OK. It's worse than I thought. The totem pole nearest St Helier as shown in the picture (it's the one on the right!)appears to be a sculpture of a leaf on a stick looking rather incongruous next to a hospital desparately fighting for its existence through lack of funds. The other one is a couple of yards away from a large tree so is barely visible from the road.
Now remember this is your money. (No, it's landfill tax credits paid by a private company, I'm told.) Yes, but the key is in the title. They are not called tax credits for nothing. This is a way of the private sector spending taxes as directed by the Treasury without HM Revenue and Customs (HMRC) having to go through the ungentlemanly process of collecting it first. Still confused? Bear with me for a little longer:-
Fictitious company, Landfill plc dumps enough rubbish in a hole in the ground to generate a landfill tax bill of £400,000. It can pay this directly to HMRC or it can spend it as directed by regulations, reclaiming land, reducing pollution, providing or improving public amenities or parks within 10 miles of a landfill site, delivering biodiversity conservation, restoring or repairing places of worship or architectural interest nearby or funding costs or administration of environmental bodies.
Landfill plc then reduces its tax bill by 90%, in this case leaving it a bill of £40,000. It can then look for an "independent Contributing Third Party" (another company or a charity for example) to reimburse it with the £40,000 that it has just paid in tax. Landfill plc assuages its conscience, the Government points to good environmental work being done and residents get new parkland. All good stuff, but remember that this is money that would have gone to the Treasury so it is your money.

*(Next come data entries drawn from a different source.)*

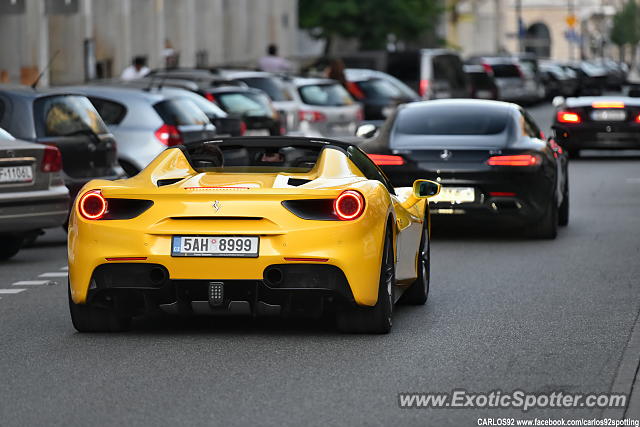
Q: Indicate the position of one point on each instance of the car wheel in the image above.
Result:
(86, 318)
(11, 244)
(376, 319)
(547, 227)
(418, 291)
(563, 212)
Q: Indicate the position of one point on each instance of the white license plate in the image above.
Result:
(609, 115)
(455, 195)
(13, 174)
(257, 132)
(215, 246)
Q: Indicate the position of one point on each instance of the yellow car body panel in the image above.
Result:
(185, 208)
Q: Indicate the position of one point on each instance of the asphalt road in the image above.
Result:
(504, 313)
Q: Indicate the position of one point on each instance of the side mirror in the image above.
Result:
(366, 130)
(423, 188)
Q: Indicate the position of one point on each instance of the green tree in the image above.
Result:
(369, 21)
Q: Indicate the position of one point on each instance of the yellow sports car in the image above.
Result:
(261, 226)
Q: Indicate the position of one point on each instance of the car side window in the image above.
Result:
(368, 168)
(112, 113)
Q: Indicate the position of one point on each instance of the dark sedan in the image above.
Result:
(597, 123)
(67, 121)
(491, 158)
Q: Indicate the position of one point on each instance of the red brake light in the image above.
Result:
(311, 116)
(169, 135)
(349, 205)
(386, 159)
(52, 159)
(568, 117)
(515, 160)
(424, 87)
(92, 205)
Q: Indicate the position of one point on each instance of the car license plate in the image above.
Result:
(455, 195)
(609, 115)
(257, 132)
(14, 174)
(215, 246)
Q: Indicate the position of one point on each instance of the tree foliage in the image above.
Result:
(369, 21)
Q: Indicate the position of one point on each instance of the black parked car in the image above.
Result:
(490, 157)
(67, 121)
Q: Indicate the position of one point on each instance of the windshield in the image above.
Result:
(62, 115)
(239, 158)
(270, 85)
(470, 120)
(332, 94)
(245, 103)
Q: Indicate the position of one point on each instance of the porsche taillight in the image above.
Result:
(92, 205)
(349, 205)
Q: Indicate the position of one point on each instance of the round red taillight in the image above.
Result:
(349, 205)
(92, 205)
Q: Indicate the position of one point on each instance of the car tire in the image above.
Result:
(87, 318)
(418, 291)
(563, 212)
(11, 244)
(547, 227)
(376, 319)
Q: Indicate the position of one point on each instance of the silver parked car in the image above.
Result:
(327, 109)
(144, 123)
(33, 195)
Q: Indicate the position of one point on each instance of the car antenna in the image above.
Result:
(35, 83)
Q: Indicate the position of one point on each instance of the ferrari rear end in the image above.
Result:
(216, 243)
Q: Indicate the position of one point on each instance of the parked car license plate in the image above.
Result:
(215, 246)
(455, 195)
(13, 174)
(609, 115)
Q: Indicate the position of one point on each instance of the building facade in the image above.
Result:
(99, 38)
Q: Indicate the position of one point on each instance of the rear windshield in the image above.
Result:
(332, 94)
(253, 158)
(505, 70)
(270, 85)
(64, 115)
(470, 120)
(379, 89)
(245, 103)
(180, 112)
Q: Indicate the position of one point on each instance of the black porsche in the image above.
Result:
(597, 123)
(491, 158)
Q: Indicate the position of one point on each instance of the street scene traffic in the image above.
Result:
(319, 212)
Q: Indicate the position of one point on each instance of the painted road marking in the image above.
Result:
(31, 283)
(11, 291)
(55, 274)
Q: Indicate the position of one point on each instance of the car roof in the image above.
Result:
(121, 93)
(303, 81)
(586, 101)
(462, 102)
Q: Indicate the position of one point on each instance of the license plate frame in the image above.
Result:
(6, 173)
(609, 115)
(455, 195)
(178, 246)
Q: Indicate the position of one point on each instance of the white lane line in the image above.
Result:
(55, 274)
(11, 291)
(31, 283)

Now, back to totem poles. As I have said before, I applaud the new facilities in Poulter Park, and the skateboard ramps opposite the hospital, although I hope that there may be some landscaping around this in time. But, we are told that the totem poles were a local decision made by residents. I have the original consultation and there is not a single mention of any form of public art. We have asked arond 3,500 residents within a square mile of the totem poles if they were asked if they wanted £23,000 spending on these. Unsurprisingly, not a single person amongst the many that replied said that they had. Every respondent said that they were a waste of money.
At least now we can see them, we can be a little surer that wigwams won't start appearing next to the totem poles. Not so much 'How!' more for goodness sake Why!